Ich pendle mich schlau

Gebildete pendeln länger als weniger Gebildete. Nun denn.

Letzten Freitag gab es hartes Brot für Heimwerker: In den Zeitungen wurde die Studie «Pendlermobilität in der Schweiz 2012» des Bundesamts für Statistik (BfS) referiert. Sie gibt Auskunft über das Pendlerverhalten der Schweizer Bevölkerung. Die Sache ist offenbar simpel: «Wer im Job aufsteigt, der pendelt länger», titelte 20 Minuten. Gebildete pendelten länger als weniger Gebildete, bauchpinselte das Pendlerblatt seine pendelnden Leser.

Es dauerte nicht lange, bis auf Twitter über die Kausalität (oder eben bloss die Korrelation) von Pendlerweg und Lohn oder Status oder Arbeitswille oder IQ gewerweisst wurde.

Ich bin freischaffender Journalist. Ich habe ein sehr gut ausgestattetes Büro. Bei mir zu Hause. Mein Pendelweg beträgt ungefähr 20 Meter.

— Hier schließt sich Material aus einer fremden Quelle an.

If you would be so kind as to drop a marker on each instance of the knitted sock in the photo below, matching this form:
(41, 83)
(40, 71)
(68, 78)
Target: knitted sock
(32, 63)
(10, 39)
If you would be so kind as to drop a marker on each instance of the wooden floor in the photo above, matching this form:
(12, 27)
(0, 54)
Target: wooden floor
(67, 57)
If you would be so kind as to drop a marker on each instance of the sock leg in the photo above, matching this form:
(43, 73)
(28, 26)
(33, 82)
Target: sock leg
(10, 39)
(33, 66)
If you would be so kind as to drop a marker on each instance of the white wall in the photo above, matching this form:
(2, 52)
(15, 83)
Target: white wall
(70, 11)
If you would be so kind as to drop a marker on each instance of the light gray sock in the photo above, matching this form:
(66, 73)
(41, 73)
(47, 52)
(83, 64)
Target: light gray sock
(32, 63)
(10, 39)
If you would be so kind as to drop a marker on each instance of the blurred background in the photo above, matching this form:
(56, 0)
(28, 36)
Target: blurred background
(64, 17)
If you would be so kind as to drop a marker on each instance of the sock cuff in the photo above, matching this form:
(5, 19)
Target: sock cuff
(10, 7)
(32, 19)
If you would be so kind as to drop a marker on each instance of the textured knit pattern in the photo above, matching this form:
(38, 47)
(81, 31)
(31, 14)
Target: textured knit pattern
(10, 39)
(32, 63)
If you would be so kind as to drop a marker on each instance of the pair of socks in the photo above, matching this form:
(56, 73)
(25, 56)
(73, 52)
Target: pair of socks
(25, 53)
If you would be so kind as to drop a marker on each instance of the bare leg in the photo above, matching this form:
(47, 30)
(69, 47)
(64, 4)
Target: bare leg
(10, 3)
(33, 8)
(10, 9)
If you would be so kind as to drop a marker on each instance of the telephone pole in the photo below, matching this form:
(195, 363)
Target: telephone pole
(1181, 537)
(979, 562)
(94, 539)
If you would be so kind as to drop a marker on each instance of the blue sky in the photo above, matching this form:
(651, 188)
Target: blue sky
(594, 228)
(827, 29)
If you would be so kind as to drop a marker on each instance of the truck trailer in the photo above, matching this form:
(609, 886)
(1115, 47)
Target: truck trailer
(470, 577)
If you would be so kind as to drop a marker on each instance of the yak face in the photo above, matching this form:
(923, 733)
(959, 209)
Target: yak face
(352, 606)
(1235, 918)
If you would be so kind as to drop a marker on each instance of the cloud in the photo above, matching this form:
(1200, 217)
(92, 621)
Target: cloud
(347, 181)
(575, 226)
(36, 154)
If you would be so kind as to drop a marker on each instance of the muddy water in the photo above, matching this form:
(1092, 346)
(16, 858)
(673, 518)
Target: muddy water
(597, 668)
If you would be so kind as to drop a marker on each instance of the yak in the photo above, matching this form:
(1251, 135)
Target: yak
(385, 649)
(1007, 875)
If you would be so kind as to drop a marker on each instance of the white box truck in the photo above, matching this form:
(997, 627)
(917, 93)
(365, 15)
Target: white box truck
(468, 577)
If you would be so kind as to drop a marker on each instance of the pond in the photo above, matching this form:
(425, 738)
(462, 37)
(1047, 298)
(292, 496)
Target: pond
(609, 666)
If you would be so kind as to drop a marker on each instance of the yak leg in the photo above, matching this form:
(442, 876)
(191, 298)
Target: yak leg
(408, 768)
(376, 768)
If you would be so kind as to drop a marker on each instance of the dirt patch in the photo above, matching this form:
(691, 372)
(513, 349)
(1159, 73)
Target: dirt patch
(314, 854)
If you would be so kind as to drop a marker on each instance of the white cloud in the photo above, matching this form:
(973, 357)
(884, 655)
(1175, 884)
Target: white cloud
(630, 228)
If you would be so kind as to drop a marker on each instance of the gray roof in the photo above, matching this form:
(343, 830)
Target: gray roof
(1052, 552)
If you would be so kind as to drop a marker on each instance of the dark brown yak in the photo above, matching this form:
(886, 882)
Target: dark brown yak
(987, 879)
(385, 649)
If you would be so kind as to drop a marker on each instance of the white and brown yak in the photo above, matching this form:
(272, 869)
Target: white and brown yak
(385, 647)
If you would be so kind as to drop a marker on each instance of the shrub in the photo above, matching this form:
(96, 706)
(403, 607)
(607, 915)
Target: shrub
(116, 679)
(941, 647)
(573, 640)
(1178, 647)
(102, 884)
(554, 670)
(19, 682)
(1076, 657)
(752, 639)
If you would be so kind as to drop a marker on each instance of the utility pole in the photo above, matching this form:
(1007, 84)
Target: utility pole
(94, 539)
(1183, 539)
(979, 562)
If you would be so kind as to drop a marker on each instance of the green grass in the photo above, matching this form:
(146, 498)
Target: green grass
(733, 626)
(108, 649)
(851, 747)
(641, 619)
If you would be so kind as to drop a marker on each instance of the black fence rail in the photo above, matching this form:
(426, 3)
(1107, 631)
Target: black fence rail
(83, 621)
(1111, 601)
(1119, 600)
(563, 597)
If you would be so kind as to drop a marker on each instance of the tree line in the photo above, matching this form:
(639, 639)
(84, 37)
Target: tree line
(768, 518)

Wohlan: Leicht angeknackst interessierte mich, wie viel Arbeitsweg ich täglich zurücklegen müsste, um der Karrierefaulheit der Ortsgebundenen zu entfliehen und anhand des diskutierten statistischen Zusammenhangs immerhin als durchschnittlich verdienender/gescheiter Pendler durchzugehen.

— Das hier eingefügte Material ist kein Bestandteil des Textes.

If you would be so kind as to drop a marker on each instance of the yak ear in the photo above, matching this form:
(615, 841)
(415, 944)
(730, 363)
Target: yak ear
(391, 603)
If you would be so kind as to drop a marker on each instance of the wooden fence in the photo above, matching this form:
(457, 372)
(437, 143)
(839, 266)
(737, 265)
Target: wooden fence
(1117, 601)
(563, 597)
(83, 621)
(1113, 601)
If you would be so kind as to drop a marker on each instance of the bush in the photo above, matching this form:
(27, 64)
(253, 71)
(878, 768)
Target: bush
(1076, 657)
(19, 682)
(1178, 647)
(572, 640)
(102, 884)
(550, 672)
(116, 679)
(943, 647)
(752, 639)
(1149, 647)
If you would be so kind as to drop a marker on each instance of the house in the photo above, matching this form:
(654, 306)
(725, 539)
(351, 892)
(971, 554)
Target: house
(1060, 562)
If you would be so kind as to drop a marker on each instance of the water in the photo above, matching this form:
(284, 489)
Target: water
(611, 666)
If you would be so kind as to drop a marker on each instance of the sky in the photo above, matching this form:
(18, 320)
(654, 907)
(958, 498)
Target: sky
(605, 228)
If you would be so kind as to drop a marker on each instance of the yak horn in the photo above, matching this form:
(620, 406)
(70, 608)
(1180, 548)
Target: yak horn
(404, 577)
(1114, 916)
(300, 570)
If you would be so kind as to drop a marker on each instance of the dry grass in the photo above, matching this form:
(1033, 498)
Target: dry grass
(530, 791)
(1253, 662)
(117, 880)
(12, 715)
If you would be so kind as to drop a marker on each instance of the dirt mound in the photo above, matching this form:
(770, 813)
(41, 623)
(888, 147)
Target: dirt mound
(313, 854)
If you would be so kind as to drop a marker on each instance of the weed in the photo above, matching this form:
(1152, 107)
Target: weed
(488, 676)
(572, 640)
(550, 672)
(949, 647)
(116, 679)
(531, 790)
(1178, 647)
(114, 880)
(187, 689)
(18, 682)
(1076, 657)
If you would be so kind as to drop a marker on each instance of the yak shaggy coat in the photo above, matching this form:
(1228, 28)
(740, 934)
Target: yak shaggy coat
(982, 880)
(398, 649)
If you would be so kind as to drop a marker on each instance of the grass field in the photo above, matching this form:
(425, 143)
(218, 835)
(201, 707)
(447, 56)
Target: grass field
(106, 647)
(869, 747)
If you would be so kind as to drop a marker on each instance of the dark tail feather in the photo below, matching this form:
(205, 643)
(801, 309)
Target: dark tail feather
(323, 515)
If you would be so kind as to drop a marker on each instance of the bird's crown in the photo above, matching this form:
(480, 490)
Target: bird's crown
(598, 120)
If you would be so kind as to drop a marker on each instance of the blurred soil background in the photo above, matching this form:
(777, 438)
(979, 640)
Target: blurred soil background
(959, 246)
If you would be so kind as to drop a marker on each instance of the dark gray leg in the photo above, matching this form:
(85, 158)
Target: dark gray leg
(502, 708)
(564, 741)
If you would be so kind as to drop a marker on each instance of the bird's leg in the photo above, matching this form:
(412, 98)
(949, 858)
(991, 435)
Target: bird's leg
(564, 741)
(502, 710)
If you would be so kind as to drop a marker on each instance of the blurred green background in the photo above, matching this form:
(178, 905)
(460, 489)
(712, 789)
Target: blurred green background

Ziemlich viel Weg, musste vermuten, wer den entsprechenden Beitrag in der NZZ las. Der Weg sei der «Preis für das Haus im Grünen», titelte das Weltblatt. Und der Preis für ein Haus im Schweizer Grünen ist bekanntlich hoch. Es gilt, ein Opfer darzubringen: «Das Häuschen im Grünen, die Arbeit in der Stadt – diese Konstellation fordert ihren Tribut». Der Opferstock nimmt nur eine Währung. Zeit. Und immer mehr davon: «Die Beschäftigten in der Schweiz legen immer längere Wege zurück, um zwischen Wohn- und Arbeitsort zu pendeln», schreibt die NZZ. 60 Minuten brauchte der durchschnittliche Pendler 2012 täglich für seinen Arbeitsweg, 14 Minuten mehr als noch im Jahr 2000.

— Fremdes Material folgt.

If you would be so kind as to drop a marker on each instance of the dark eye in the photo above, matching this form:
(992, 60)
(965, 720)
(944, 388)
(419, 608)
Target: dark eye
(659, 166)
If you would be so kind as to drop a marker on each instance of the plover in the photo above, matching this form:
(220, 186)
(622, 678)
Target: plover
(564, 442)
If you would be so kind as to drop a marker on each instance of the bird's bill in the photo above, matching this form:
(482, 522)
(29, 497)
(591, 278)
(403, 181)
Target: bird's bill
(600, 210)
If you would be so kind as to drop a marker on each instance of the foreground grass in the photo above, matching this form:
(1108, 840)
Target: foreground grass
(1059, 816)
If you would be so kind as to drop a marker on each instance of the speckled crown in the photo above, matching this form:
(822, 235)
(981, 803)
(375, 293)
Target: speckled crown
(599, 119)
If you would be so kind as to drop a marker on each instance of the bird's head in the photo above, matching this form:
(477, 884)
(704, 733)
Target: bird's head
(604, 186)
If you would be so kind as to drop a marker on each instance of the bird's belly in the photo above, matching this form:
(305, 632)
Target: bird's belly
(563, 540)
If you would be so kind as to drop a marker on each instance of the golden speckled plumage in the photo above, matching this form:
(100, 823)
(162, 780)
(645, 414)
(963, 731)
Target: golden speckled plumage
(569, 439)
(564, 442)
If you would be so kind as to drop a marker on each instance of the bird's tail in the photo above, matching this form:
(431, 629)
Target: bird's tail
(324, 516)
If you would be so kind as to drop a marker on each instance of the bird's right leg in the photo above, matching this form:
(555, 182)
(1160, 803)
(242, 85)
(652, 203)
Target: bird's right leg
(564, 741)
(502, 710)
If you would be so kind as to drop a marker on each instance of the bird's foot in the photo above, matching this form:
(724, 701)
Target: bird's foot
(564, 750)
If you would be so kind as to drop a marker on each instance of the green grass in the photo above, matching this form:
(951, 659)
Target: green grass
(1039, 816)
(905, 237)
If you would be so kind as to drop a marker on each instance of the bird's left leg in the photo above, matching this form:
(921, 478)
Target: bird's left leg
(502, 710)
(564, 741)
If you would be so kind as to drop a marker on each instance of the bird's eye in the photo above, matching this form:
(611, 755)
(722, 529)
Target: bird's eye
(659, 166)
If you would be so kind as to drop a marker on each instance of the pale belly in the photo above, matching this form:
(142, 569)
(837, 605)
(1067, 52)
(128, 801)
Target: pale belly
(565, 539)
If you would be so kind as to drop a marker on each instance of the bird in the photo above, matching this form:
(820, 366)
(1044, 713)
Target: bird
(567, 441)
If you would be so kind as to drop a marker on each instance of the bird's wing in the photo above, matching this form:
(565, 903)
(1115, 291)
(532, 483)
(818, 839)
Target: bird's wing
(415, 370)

Wow, denkt sich der an kurze Wege gewöhnte Schweizer reflexartig. 60 Minuten? Das ist ja eine ganze Stunde!

Was nach Zeit für eine beachtliche Strecke klingt, reicht jedoch bloss für einen Hüpfer. 28, 6 Kilometer Arbeitsweg legte der durchschnittliche Pendler im Jahr 2012 täglich zurück. Die Stunde täglich reicht nicht für Zürich-Bern, sondern bloss in die nächste, vielleicht die übernächste Gemeinde. Die Distanz zwischen Gebildeten und weniger Gebildeten ist klein.

Ich lebe und arbeite in Regensdorf, einer nordwestlichen Nachbargemeinde der Stadt Zürich. Zwei Bus- und eine S-Bahn-Linie verbinden das Dorf mit der benachbarten Stadt. Würde ich für die NZZ arbeiten – was ich leider nicht tue – hätte ich einen recht bequemen Arbeitsweg: 10 Minuten zum Bahnhof Regensdorf, dann in 21 Minuten mit der S-Bahn zum Bahnhof Zürich-Stadelhofen. Und schiesslich knapp 5 Gehminuten bis an die Falkenstrasse.

Das wären 36 Minuten pro Weg oder 72 Minuten pro Tag. Mein Arbeitsweg zur NZZ in der Nachbargemeinde würde aus mir Nicht-Pendler bereits einen Pendler mit überdurchschnittlich langem Arbeitsweg machen. Dass ich als Mitarbeiter der NZZ überdurchschnittlich gescheit wäre, liegt da auf der Hand.

 

PS: CS-Chef Brady Dougan pendelt an den Wochenenden zwischen Zürich und New York. Macht gegen 14’000 Kilometer Pendelweg an einem Wochenende. Der durchschnittliche Schweizer Pendler braucht dafür fast 500 Tage. Dougan ist eben auch da überdurchschnittlich.